Indonesia merupakan rumah menyenangkan untuk tujuh jenis owa. Ada Hylobates moloch (owa jawa) yang tersebar di Jawa Barat dan sebagian Jawa Tengah; Hylobates lar (serudung) yang hidup di Sumatera bagian utara; Hylobates agilis (ungko) di Sumatera bagian tengah ke selatan; juga Symphalangus syndactylus (siamang) di seluruh Sumatera.
Berikutnya, ada Hylobates klosii (bilou) di Pulau Mentawai, Sumatera Barat; Hylobates muelleri (kelempiau) di seluruh Kalimantan; serta Hylobates albibarbis (ungko kalimantan atau kalawet) yang berada di Kalimantan bagian barat.
Di Provinsi Aceh, Hylobates lar bisa ditemukan di Kawasan Ekosistem Leuser (KEL) maupun di hutan Ulu Masen. Kepala Balai Konservasi Sumber Daya Alam (BKSDA) Aceh, Sapto Aji Prabowo menuturkan, saat ini belum ada data resmi mengenai populasi serundung ini di Aceh, maupun di Indonesia.
“Namun yang pasti, kehidupannya terdesak akibat perburuan dan rusaknya habitat,” jelasnya, Selasa (27/3/2018).
Baca: Dua Primata Ini Kompak Menghalau Predator
BKSDA Aceh telah berkali menyita owa yang dipelihara masyarakat untuk selanjutnya dilepaskan kembali ke hutan, rumah aslinya. Terakhir, BKSDA melepaskan primata ini di hutan sekitar Conservation Response Unit (CRU) Sampoiniet, Kabupaten Aceh Jaya, pada Februari 2018.
Owa yang dilepaskan tersebut disita dari masyarakat di Kabupaten Pidie, Oktober 2017 lalu. “BKSDA Aceh terus mensosialisasikan kepada masyarakat tentang pentingnya menjaga satwa dilindungi agar tidak diburu dan dipelihara, karena populasinya akan menyusut,” ujar Sapto.
Baca juga: Owa, Primata Dilindungi Ini Ada Saja yang Pelihara!
Perburuan owa yang masih terjadi untuk diperjualbelikan karena mudah dipelihara.

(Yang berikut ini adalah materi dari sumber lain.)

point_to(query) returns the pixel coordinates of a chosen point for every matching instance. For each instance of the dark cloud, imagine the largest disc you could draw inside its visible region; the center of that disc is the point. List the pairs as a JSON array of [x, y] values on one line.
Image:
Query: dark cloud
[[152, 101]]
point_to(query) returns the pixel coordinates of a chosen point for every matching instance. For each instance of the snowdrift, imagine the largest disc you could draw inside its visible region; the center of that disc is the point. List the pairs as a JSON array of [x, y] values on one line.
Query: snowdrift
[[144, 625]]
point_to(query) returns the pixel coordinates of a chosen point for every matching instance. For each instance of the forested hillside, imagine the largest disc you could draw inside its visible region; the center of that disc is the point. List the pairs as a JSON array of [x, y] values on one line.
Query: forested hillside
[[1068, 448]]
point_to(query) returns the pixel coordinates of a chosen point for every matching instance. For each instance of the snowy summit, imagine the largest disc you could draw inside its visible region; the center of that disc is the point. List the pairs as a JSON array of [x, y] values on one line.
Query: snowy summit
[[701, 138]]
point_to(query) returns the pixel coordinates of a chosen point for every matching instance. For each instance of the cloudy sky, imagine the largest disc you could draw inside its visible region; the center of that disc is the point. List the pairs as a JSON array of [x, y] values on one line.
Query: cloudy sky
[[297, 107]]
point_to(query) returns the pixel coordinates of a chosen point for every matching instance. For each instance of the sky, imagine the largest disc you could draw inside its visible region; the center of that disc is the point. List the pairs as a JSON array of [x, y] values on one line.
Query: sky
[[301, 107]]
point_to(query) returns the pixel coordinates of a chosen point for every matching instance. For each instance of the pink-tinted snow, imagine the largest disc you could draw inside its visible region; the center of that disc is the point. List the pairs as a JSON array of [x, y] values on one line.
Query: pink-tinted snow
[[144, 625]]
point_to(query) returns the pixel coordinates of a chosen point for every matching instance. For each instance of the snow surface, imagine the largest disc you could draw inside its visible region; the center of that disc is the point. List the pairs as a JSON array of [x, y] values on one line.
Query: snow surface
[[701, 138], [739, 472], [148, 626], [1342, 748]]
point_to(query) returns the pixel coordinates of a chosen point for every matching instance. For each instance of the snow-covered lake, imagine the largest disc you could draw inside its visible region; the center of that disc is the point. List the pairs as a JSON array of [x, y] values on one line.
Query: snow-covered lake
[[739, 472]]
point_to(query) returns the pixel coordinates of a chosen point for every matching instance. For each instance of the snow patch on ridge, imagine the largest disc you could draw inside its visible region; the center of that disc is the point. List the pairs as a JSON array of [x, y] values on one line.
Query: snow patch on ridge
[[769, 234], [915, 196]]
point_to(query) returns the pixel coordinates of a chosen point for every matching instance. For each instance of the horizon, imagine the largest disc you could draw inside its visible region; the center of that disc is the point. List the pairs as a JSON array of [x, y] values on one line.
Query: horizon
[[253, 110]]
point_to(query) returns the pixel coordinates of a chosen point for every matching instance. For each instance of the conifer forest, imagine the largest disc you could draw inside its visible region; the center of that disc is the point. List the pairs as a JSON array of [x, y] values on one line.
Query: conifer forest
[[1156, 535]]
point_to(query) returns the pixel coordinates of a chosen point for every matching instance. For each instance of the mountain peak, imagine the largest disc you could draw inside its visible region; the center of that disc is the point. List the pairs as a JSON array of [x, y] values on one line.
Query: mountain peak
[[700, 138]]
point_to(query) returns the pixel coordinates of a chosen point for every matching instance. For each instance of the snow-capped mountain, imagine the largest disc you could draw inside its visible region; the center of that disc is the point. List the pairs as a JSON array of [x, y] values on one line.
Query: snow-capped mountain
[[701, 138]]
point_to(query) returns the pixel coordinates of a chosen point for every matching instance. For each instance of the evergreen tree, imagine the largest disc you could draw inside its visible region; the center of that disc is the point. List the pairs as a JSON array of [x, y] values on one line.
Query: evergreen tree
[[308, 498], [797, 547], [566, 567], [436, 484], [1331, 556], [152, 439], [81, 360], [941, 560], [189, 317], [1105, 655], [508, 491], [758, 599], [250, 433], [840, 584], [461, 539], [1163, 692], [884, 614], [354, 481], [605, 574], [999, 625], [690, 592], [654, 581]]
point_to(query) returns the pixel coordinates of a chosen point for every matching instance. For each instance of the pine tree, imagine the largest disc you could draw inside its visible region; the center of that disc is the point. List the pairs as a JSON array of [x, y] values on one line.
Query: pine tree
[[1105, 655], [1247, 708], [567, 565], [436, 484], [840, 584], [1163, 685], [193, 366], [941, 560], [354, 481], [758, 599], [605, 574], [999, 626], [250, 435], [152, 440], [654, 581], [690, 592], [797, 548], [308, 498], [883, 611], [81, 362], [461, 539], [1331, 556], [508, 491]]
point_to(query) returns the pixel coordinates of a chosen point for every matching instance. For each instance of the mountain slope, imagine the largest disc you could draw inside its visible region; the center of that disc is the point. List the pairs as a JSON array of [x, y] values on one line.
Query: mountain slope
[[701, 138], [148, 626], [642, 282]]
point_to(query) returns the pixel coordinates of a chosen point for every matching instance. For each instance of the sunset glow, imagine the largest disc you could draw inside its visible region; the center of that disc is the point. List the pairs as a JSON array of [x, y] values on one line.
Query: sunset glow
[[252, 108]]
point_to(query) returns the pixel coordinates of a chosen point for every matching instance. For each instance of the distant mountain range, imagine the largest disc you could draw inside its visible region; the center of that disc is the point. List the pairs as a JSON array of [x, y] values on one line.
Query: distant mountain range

Selain badannya kecil, pakannya juga tidak sulit hanya buah dan dedaunan. “Hewan ini lucu dan suka melompat, sehingga banyak yang tertarik memelihara. Saya pernah ditawari saat pulang ke Pidie beberapa tahun lalu,” ujar Sumadi, warga Banda Aceh.
Dia mengatakan, lemahnya penegakan hukum terhadap orang yang memelihara dan memburu owa membuat banyak orang ingin memilikinya. UU Nomor 5 tahun 1990 masih cukup ringan menghukum pelaku. Owa yang merupakan kera tak berbuntut ini, bersama semua keluarga Hylobatidae dilindungi undang-undang.
“Hukuman terhadap masyarakat yang memburu dan memelihara satwa dilindungi belum memberikan efek jera. Penegak hukum harus tegas menertibkan pemelihara satwa langka, agar tidak sampai punah,” ujarnya.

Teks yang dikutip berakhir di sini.